Database tech marches on.

The data consist of 96 unassuming points of information on each of nearly a billion private accounts, including silly stuff such as

  • your income
  • account number
  • monthly balance
  • credit score
  • credit limit
  • the amount of the check you wrote to cover last month’s bill

And etcetera, etcetera, etcetera, as said the King of Siam . . . que sera sera, as sang Doris Day.

Testifying before the House Financial Services Committee, CFPB Director Richard Cordray offered no compelling rationale for why the federal government needs so darn much sensitive information on citizens, much less by what right the government should be allowed to procure it and fool around with it. According to George Mason University Law Professor Thomas Stratmann, the CFPB requires less than one-tenth of one percent of the data so far collected were its purpose to conduct legitimate market analysis.

But don’t think for a second that the august forces of big government, empowered to protect us financially, are through gathering fat dossiers on our activities. Next, the data-miners at the CFPB want to get their hands on the 53 million residential mortgages Americans have signed onto since 1998.

One expert testified at the hearing that these new government databases with all our financial information are vulnerable to hackers intent on identity theft. In answer to a direct question, CFPB Director Richard Cordray admitted that the data was not 100 percent secure. “We’re concerned about making sure that does not happen as much as possible,” explained Cordray, the “that” apparently referring to a security breach. “I don’t need that headache.”

Yes, if all your financial data were to be taken and used to steal your identity and wreck your life, it sure would be a headache for the CFPB Director.

Where did this Consumer Financial Protection Bureau come from?

It was created as part of Dodd-Frank, the legislation supposedly designed to prevent a future financial meltdown. Written back in 2009 by a platoon of lobbyists and the staffs of Sen. Christopher Dodd (D-Conn.) and Rep. Barney Frank (D-Mass.), a lot of experience was brought to bear. After all, it was these paragons of statesmanship (no mere politicians, they) who had helped legislate the last financial crisis.

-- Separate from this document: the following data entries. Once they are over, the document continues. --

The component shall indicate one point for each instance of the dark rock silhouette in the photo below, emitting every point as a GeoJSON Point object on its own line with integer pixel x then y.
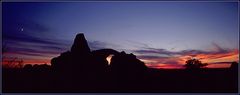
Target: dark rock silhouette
{"type": "Point", "coordinates": [194, 64]}
{"type": "Point", "coordinates": [234, 66]}
{"type": "Point", "coordinates": [81, 65]}
{"type": "Point", "coordinates": [80, 45]}
{"type": "Point", "coordinates": [83, 70]}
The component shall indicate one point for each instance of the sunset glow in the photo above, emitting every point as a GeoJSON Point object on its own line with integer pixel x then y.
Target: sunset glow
{"type": "Point", "coordinates": [161, 34]}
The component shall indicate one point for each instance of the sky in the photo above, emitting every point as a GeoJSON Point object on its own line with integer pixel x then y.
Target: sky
{"type": "Point", "coordinates": [161, 34]}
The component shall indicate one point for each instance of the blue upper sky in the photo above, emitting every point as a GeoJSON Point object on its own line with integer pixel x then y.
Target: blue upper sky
{"type": "Point", "coordinates": [174, 26]}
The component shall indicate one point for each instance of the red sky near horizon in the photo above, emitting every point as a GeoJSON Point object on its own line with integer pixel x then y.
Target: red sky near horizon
{"type": "Point", "coordinates": [221, 60]}
{"type": "Point", "coordinates": [162, 34]}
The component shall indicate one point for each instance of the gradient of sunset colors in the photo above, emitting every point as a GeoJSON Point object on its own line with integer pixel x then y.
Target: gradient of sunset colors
{"type": "Point", "coordinates": [162, 34]}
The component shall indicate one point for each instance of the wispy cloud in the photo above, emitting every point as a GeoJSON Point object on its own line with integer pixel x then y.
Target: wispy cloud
{"type": "Point", "coordinates": [153, 56]}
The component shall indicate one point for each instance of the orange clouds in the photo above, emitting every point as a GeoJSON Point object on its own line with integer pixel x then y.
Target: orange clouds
{"type": "Point", "coordinates": [215, 59]}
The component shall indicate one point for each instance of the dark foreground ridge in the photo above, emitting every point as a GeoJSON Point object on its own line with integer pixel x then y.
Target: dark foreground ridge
{"type": "Point", "coordinates": [83, 70]}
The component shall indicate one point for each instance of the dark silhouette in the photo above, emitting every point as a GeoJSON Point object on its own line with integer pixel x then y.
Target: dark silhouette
{"type": "Point", "coordinates": [83, 70]}
{"type": "Point", "coordinates": [194, 64]}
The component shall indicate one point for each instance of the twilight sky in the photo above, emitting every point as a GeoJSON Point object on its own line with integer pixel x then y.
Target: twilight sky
{"type": "Point", "coordinates": [162, 34]}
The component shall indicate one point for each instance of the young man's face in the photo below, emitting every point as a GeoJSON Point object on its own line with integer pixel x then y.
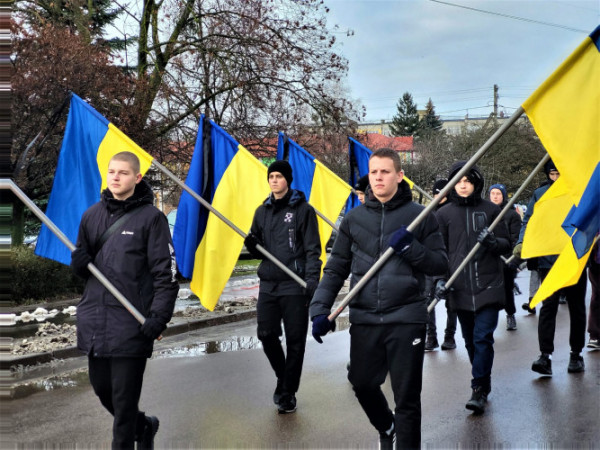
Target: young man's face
{"type": "Point", "coordinates": [464, 187]}
{"type": "Point", "coordinates": [278, 184]}
{"type": "Point", "coordinates": [383, 178]}
{"type": "Point", "coordinates": [121, 179]}
{"type": "Point", "coordinates": [496, 196]}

Under Dodd-Frank, Congress gave itself little power over CFPB. The U.S. Senate confirms the directors of the agency, but has no other oversight or control. The CFPB is part of the Federal Reserve, another key financial institution so removed from public accountability that it has never been audited.

Congress loves power, but regularly legislates away responsibility. For itself, for others.

Welcome to the new America, 21st Century.

February 2, 2014

This column first appeared at Townhall.com.